La vidéo ci-dessous vous explique les effets des collyres anti-glaucomateux sur vos yeux :
Sur le même sujet, découvrez pourquoi traiter un glaucome.
Cas de la Grossesse
Classiquement, pendant la grossesse, la pression intraoculaire diminue. La surveillance d’une patiente glaucomateuse en cours de grossesse doit toutefois être plus rapprochée, tous les trimestres (voire plus si besoin).
Limiter au maximum le nombre de collyres utilisés est recommandé. Si l’instillation de collyres est indispensable, il faudra impérativement appuyer sur le point lacrymal pendant 5 minutes après l’instillation du collyre, afin de réduire au maximum le passage vers la circulation sanguine du produit.
On préfèrera également les collyres sans conservateurs chez la femme enceinte.
Pendant toute la durée de la grossesse
A tous les trimestres, le laser SLT (trabéculoplastie) peut être proposé pour réduire la pression oculaire et limiter l’utilisation de certains collyres.
Pendant toute la durée de la grossesse, le diamox est formellement contre-indiqué car possiblement responsable de malformations, et d’anomalies des membres.
Au 1er trimestre
On préfèrera utiliser les alpha-agonistes ; les bêta-bloquants sont possibles mais des cas de retard d’ossification du fœtus ont été décrits. Les autres classes doivent être évitées.
Au 2e trimestre
On peut utiliser les bêta-bloquants, les prostaglandines, les inhibiteurs de l’anhydrase carbonique et les alpha agonistes. Le diamox reste contre indiqué
Au 3e trimestre
Utilisez en première intention les inhibiteurs de l’anhydrase carbonique.

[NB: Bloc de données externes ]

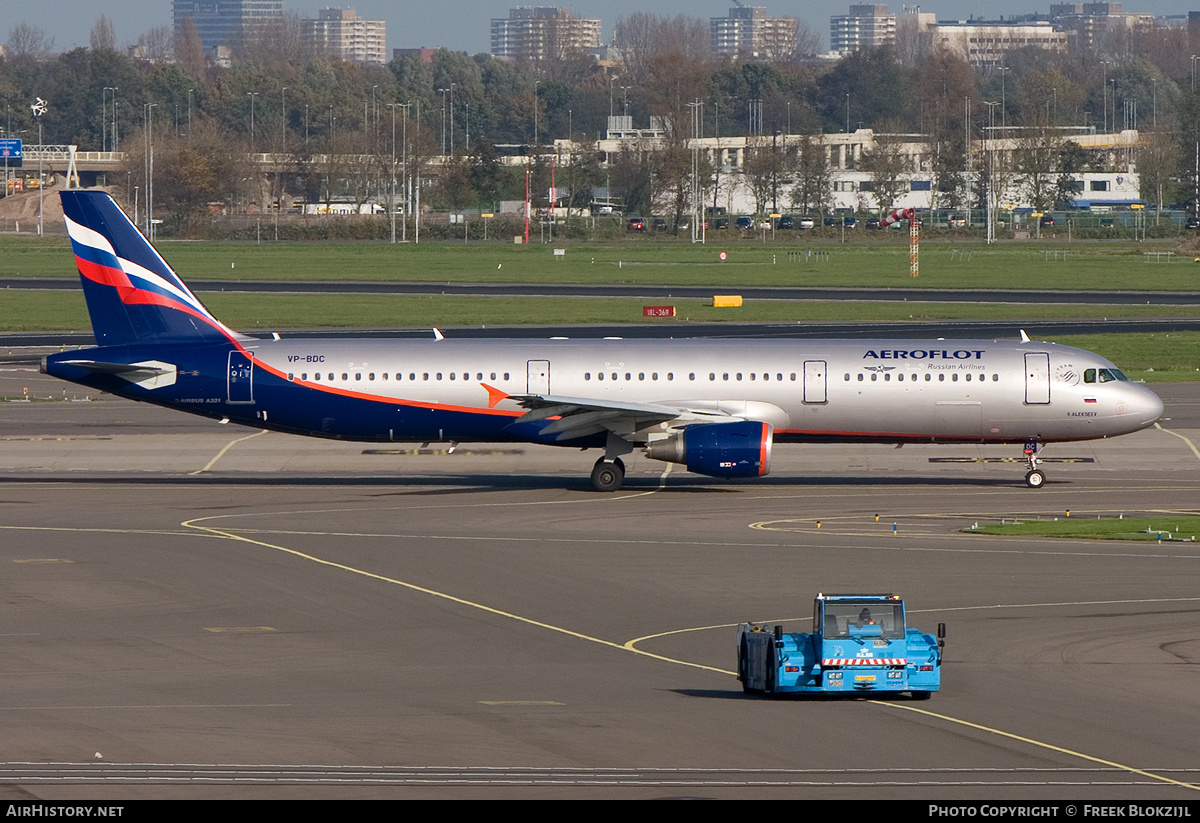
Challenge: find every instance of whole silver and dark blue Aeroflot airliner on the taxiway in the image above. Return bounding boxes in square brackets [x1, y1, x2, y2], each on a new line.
[42, 190, 1163, 492]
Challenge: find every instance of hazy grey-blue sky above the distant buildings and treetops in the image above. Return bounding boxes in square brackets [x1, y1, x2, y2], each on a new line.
[9, 0, 1200, 54]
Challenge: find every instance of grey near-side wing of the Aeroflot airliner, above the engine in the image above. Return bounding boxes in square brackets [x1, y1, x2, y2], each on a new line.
[509, 395, 730, 440]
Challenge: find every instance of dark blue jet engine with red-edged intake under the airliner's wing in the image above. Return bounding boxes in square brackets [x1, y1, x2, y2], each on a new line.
[646, 420, 775, 477]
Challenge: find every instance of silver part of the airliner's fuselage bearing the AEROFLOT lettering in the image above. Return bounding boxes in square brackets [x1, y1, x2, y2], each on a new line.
[245, 337, 1163, 443]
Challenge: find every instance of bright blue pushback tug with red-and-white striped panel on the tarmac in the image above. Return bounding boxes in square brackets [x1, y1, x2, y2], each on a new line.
[738, 594, 946, 699]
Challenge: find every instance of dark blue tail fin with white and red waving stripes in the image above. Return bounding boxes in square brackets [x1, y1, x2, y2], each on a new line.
[60, 190, 238, 346]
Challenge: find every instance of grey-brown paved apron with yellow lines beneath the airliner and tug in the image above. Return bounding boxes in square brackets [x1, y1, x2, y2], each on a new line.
[0, 368, 1200, 801]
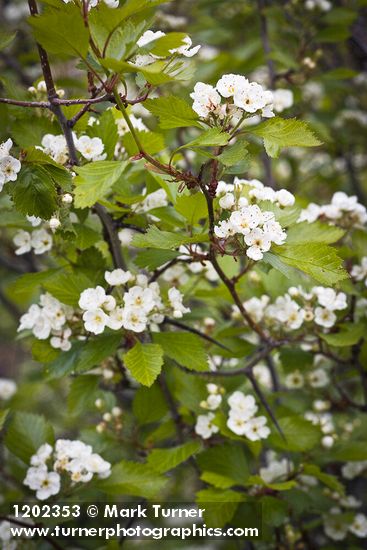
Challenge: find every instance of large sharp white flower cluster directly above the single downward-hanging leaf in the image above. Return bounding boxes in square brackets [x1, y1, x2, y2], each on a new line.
[79, 269, 190, 334]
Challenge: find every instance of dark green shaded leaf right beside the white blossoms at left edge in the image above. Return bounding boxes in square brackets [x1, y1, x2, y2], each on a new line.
[10, 166, 57, 220]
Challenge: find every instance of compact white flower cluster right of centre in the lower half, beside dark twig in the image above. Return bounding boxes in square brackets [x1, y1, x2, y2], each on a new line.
[227, 391, 270, 441]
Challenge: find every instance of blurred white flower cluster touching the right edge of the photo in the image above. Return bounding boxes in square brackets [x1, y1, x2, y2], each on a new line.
[298, 191, 367, 228]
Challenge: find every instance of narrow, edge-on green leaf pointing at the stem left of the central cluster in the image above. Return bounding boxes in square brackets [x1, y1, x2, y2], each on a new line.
[132, 225, 209, 249]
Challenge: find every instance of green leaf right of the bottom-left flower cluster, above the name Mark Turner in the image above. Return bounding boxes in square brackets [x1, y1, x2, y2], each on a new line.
[98, 460, 168, 499]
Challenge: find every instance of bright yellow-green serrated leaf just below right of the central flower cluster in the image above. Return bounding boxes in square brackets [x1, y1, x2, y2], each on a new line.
[272, 243, 348, 286]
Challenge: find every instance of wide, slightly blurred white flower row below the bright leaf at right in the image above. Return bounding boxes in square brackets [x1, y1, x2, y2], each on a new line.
[237, 286, 348, 331]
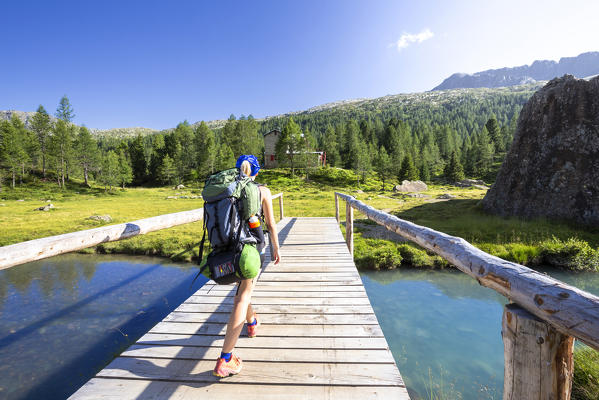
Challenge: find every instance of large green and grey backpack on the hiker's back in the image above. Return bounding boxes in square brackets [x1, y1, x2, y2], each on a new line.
[199, 168, 261, 284]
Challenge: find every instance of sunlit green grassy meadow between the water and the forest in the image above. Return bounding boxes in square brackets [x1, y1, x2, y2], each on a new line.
[0, 168, 599, 270]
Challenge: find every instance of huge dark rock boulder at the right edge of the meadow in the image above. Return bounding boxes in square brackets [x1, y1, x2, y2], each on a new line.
[482, 75, 599, 224]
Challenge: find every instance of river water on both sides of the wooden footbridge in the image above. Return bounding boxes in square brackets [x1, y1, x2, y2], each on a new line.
[0, 254, 599, 400]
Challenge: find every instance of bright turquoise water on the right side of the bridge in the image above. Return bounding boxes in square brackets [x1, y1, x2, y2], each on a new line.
[361, 270, 599, 400]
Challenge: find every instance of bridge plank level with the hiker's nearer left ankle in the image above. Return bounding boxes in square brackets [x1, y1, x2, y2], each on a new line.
[121, 345, 394, 364]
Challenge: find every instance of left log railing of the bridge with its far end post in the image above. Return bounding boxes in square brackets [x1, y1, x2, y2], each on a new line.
[0, 193, 284, 270]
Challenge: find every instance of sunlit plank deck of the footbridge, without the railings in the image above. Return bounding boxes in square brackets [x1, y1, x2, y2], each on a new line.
[71, 218, 409, 399]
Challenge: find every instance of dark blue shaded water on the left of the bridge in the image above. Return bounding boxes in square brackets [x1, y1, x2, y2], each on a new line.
[0, 255, 204, 399]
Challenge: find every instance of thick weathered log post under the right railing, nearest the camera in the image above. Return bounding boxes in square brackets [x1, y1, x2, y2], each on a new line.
[501, 303, 574, 400]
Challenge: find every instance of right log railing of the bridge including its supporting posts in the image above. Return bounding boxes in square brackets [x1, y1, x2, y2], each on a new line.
[335, 192, 599, 399]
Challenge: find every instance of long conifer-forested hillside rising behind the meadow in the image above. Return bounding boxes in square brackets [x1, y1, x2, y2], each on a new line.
[0, 83, 541, 187]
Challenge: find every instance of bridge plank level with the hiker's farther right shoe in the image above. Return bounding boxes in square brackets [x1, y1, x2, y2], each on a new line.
[149, 322, 383, 337]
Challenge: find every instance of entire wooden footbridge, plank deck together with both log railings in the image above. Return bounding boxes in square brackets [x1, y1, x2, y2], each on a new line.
[0, 193, 599, 400]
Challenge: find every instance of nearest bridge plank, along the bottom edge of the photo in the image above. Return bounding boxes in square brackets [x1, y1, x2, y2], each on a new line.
[71, 378, 410, 400]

Les alpha-agonistes peuvent être utilisés mais à arrêter à l’approche de l’accouchement car ils peuvent être responsables de retard du travail.
Les bêta-bloquants peuvent être utilisés mais à arrêter à l’approche de l’accouchement car ils peuvent être responsables de ralentissement du rythme cardiaque du nouveau-né, d’hypoglycémie et de détresse respiratoire du nouveau-né.
Les prostaglandines doivent être évitées autant que possible car peuvent être responsables de menace d’accouchement prématuré (favorisent les contractions utérines).
Pendant l’allaitement
Seuls les alpha-agonistes ne doivent pas être prescrits car comportent un risque de dépression respiratoire, d’apnées et hypotension du nourrisson.
Dans de rares situations, si une chirurgie s’impose, on ne pourra pas utiliser de mitomycine ni autre anti-cicatrisants (5 FU), ni de collyre anti inflammatoire non stéroïdien en post opératoire. Certains anesthésiants doivent également être évités.